OPEC has an Iraq problem: the group’s second-biggest exporter is lurching between quota busting and production-crimping crisis, clouding the policy-making picture as ministers decide how long they need to extend output curbs.
Exports from Iraq’s northern fields plunged by about 40 percent in the first half of November after clashes between the federal army and fighters from the semi-autonomous Kurdish region disrupted fields in the disputed Kirkuk province. After consistently exceeding its output quota all year, Iraqi production dropped in October when the fighting started.
The Organization of Petroleum Exporting Countries, due to meet next week in Vienna, is already grappling with volatile production in Nigeria and Libya, and Iraq adds another layer of unpredictability. For policy makers, the short-term disruption risks masking a longer-term truth: Iraq, which only got a production quota last year after decades of exemptions, has never felt comfortable with constraints and wants to maximize the country’s potential output.
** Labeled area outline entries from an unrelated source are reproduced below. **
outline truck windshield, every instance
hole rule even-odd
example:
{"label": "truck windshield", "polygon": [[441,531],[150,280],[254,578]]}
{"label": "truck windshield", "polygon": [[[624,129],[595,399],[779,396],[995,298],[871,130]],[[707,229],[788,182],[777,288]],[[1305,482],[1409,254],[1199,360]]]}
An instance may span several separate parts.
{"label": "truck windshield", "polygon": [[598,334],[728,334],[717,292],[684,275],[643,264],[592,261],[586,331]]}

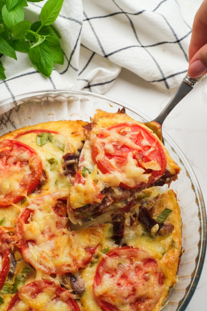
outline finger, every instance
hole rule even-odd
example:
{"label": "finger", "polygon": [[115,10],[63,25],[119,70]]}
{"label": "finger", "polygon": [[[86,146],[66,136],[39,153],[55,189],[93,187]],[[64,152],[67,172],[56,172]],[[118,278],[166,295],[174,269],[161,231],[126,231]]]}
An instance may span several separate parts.
{"label": "finger", "polygon": [[196,53],[207,43],[207,0],[204,0],[195,16],[188,51],[190,62]]}
{"label": "finger", "polygon": [[197,78],[207,73],[207,44],[199,50],[191,59],[187,73],[191,78]]}

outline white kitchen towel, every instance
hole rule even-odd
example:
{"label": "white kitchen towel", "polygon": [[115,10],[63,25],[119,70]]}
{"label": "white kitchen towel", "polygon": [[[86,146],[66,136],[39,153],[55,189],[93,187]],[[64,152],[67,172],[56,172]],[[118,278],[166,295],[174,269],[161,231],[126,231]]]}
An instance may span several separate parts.
{"label": "white kitchen towel", "polygon": [[[25,19],[38,20],[46,2],[28,2]],[[202,2],[64,0],[53,24],[61,37],[63,65],[55,65],[47,79],[27,54],[17,52],[17,61],[3,56],[7,79],[0,81],[0,101],[53,89],[104,94],[122,67],[158,87],[177,86],[187,71],[192,25]]]}

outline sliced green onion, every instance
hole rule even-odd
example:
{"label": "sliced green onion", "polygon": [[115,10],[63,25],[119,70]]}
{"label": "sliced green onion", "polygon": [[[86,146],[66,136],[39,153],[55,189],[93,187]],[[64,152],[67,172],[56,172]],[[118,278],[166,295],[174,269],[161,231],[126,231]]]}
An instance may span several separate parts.
{"label": "sliced green onion", "polygon": [[36,136],[36,142],[38,146],[42,146],[47,142],[47,132],[43,132]]}
{"label": "sliced green onion", "polygon": [[10,282],[6,282],[2,288],[2,294],[10,294],[12,290],[12,285]]}
{"label": "sliced green onion", "polygon": [[50,164],[54,164],[55,163],[58,163],[57,160],[56,160],[54,158],[51,158],[50,159],[47,159],[47,161]]}
{"label": "sliced green onion", "polygon": [[19,286],[24,285],[25,276],[22,274],[17,275],[14,280],[14,283],[13,285],[13,290],[12,292],[17,293],[19,290]]}
{"label": "sliced green onion", "polygon": [[98,263],[98,262],[97,260],[95,260],[94,261],[93,261],[92,262],[91,262],[90,266],[90,267],[92,267],[94,265],[97,265],[97,263]]}
{"label": "sliced green onion", "polygon": [[86,167],[85,166],[84,166],[83,169],[81,171],[81,173],[82,173],[82,175],[83,177],[85,177],[86,176],[86,173],[87,173],[88,174],[90,174],[91,172],[88,169],[87,167]]}
{"label": "sliced green onion", "polygon": [[3,218],[0,220],[0,226],[1,226],[3,224],[4,222],[5,221],[5,217],[3,217]]}
{"label": "sliced green onion", "polygon": [[158,222],[164,222],[169,214],[172,211],[169,208],[165,208],[164,210],[159,215],[156,219]]}
{"label": "sliced green onion", "polygon": [[47,140],[49,142],[52,142],[54,140],[54,137],[53,135],[52,135],[52,134],[50,132],[49,132],[48,133],[48,135],[47,135]]}
{"label": "sliced green onion", "polygon": [[24,203],[25,203],[26,201],[27,201],[26,197],[24,197],[24,199],[23,199],[21,201],[21,204],[22,205]]}

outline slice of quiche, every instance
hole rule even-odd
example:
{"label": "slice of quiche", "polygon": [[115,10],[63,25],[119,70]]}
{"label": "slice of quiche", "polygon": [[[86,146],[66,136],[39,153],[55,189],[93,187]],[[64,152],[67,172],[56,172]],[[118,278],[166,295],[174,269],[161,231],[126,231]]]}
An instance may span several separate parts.
{"label": "slice of quiche", "polygon": [[169,185],[180,168],[155,134],[124,108],[98,110],[85,126],[86,139],[68,200],[74,224],[125,206],[142,190]]}

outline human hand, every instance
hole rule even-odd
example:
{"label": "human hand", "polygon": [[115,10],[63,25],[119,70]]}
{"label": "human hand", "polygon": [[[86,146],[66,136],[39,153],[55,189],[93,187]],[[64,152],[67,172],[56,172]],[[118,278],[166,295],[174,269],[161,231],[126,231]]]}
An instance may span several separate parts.
{"label": "human hand", "polygon": [[190,77],[197,78],[207,73],[207,0],[195,16],[188,55]]}

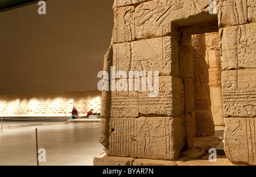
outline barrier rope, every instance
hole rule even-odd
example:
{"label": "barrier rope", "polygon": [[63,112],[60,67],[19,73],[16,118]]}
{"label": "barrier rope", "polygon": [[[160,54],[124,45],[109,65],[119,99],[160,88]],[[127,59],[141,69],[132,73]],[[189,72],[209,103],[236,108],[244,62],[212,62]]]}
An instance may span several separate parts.
{"label": "barrier rope", "polygon": [[44,119],[49,117],[41,117],[41,118],[31,118],[31,119],[14,119],[14,118],[5,118],[2,117],[3,119],[8,119],[8,120],[38,120],[38,119]]}
{"label": "barrier rope", "polygon": [[31,131],[31,132],[27,132],[27,133],[24,133],[24,134],[22,134],[22,135],[20,135],[20,136],[19,136],[15,137],[13,137],[13,138],[10,138],[10,139],[9,139],[9,140],[5,140],[5,141],[1,141],[1,142],[0,142],[0,144],[2,144],[2,143],[3,143],[3,142],[7,142],[7,141],[10,141],[13,140],[14,140],[14,139],[19,138],[20,138],[20,137],[23,137],[23,136],[25,136],[25,135],[26,135],[26,134],[28,134],[28,133],[30,133],[34,132],[35,132],[35,130],[32,130],[32,131]]}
“Production will remain volatile,” said Issam Chalabi, a consultant and former Iraqi oil minister. While it will be difficult for Iraq to replace barrels lost in the north quickly, Iraq’s “real intention is to reach the 5 million-barrel mark by year-end. Politics is the name of the game.”
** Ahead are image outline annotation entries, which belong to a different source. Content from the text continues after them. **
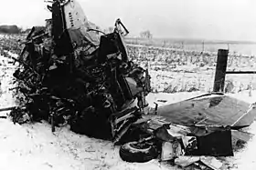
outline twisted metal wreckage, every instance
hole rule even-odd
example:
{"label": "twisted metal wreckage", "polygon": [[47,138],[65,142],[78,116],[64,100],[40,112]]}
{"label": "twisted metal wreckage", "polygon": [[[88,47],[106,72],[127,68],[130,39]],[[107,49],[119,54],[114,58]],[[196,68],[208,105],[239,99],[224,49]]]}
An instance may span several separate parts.
{"label": "twisted metal wreckage", "polygon": [[48,8],[52,18],[45,27],[32,28],[16,59],[16,89],[22,95],[21,106],[10,113],[15,123],[24,123],[25,115],[48,120],[53,130],[68,123],[74,132],[123,145],[125,161],[158,157],[183,167],[218,168],[206,158],[187,157],[233,155],[234,146],[248,140],[240,129],[252,123],[254,106],[225,95],[156,105],[146,113],[150,75],[129,60],[123,41],[129,32],[121,20],[104,34],[75,0],[55,0]]}

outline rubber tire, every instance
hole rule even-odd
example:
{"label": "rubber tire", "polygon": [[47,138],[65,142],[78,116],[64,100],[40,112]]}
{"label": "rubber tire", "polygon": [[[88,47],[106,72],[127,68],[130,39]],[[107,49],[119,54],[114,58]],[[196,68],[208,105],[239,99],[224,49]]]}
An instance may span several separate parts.
{"label": "rubber tire", "polygon": [[122,160],[129,163],[145,163],[158,156],[155,146],[147,145],[145,148],[138,149],[133,145],[137,142],[130,142],[120,147],[119,155]]}

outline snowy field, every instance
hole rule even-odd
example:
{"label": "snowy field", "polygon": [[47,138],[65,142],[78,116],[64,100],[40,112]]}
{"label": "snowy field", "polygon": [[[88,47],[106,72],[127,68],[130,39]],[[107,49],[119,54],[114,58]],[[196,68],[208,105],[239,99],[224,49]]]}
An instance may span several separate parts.
{"label": "snowy field", "polygon": [[[12,93],[12,74],[15,65],[8,63],[7,58],[0,57],[1,98],[0,107],[8,107],[15,105]],[[157,100],[166,100],[167,105],[202,94],[202,92],[176,93],[176,94],[150,94],[148,103],[154,106]],[[256,92],[243,91],[230,95],[252,103],[256,102]],[[8,112],[1,112],[5,115]],[[0,157],[1,170],[158,170],[177,169],[165,163],[159,164],[153,160],[144,164],[131,164],[121,160],[119,146],[114,146],[112,142],[89,138],[86,135],[74,134],[69,126],[57,128],[51,133],[50,125],[47,123],[29,125],[14,125],[8,119],[0,119]],[[256,133],[254,123],[248,132]],[[256,137],[247,144],[242,151],[235,154],[234,157],[228,158],[230,169],[255,169]]]}

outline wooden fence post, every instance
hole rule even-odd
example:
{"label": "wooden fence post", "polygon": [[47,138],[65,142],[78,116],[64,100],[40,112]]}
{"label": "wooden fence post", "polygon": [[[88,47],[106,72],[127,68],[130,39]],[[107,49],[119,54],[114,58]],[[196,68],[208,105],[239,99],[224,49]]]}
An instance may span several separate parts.
{"label": "wooden fence post", "polygon": [[229,50],[219,49],[213,92],[224,92]]}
The uncertainty makes it more difficult for OPEC to judge the global balance of supply and demand next year and make a decision about how long to extend supply curbs. The producers’ group is seeking to build consensus with non-members including Russia on whether to extend beyond March output cuts aimed at mopping up a supply glut.
While supplies from Libya and Nigeria — which don’t have formal production limits under the current OPEC deal — show some signs of stabilizing, Iraq is becoming more erratic. The country’s output fell last month by 120,000 barrels a day — the most since January — as the central government clashed with the Kurds, according to data compiled by Bloomberg. That meant Iraq pumped 4.35 million barrels a day in October, below its OPEC target for the first time this year.
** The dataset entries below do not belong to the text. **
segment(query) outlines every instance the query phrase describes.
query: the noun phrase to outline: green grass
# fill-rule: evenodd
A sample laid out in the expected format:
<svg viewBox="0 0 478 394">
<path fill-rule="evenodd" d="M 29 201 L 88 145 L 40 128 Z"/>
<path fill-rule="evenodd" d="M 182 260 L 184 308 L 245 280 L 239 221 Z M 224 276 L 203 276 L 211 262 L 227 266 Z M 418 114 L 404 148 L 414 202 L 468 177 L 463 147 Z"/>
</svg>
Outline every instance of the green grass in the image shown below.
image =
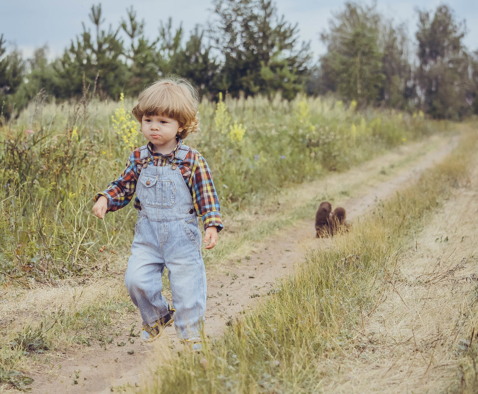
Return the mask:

Still, international companies producing in Iraq are pursuing plans to raise production capacity, Oil Minister Jabbar al-Luaibi said in September at a conference in the United Arab Emirates. The government was curtailing output at fields it operates on its own to meet its OPEC quota, he said.
OPEC’s strategy of cuts is showing signs of success in bolstering prices, with Brent trading above $60 a barrel this month after dropping to less than $30 a barrel last year. The benchmark grade gained 8 cents to $62.30 a barrel at 2 p.m. in London.
Fighting over Kirkuk and other regional tensions contributed to the increase in prices, according to Daniel Yergin, vice chairman of IHS Markit.
“This is the first time that we’ve seen regional geopolitics start to flow back into the price of oil” in several years, Yergin said in an interview in Abu Dhabi Nov. 14. “It’s something that OPEC will have to grapple with.”
It’s unclear when flows will resume from oil fields around the northern city of Kirkuk, which still require use of a pipeline held by the Kurds to reach international markets. The pipeline exported 320,000 barrels a day in the first half of November, compared with 565,000 barrels daily on average during the first nine months of the year, according to Bloomberg data.
“The disruptions involving the Kurds could last another six months,” said Jaafar Altaie, managing director of consultant Manaar Group, which operates in Iraq. “Iraq will still be cheating, but the cheating will be intermittent and it will be disruptive.”
Nigeria’s production, which tumbled to the lowest in almost three years last August following a series of militant attacks, has recovered to the point that the country has said it would join the OPEC accord after six months of stability. That calm may yet unravel after militants in the Niger River delta ended their cease-fire earlier this month.
Volatility in Iraq’s output is unlikely to match that of Libya’s, where rival armed factions still compete for control of the country more than six years after the fall of dictator Muammar Al Qaddafi, according to Standard Chartered Plc.
Nonetheless, Iraq is now among the wild cards OPEC needs to take into account, according to Ed Morse, head of commodities research at Citigroup Inc. in New York. “Iraq has now joined them as itinerant, non-dependable supply to the market,” Morse said by phone.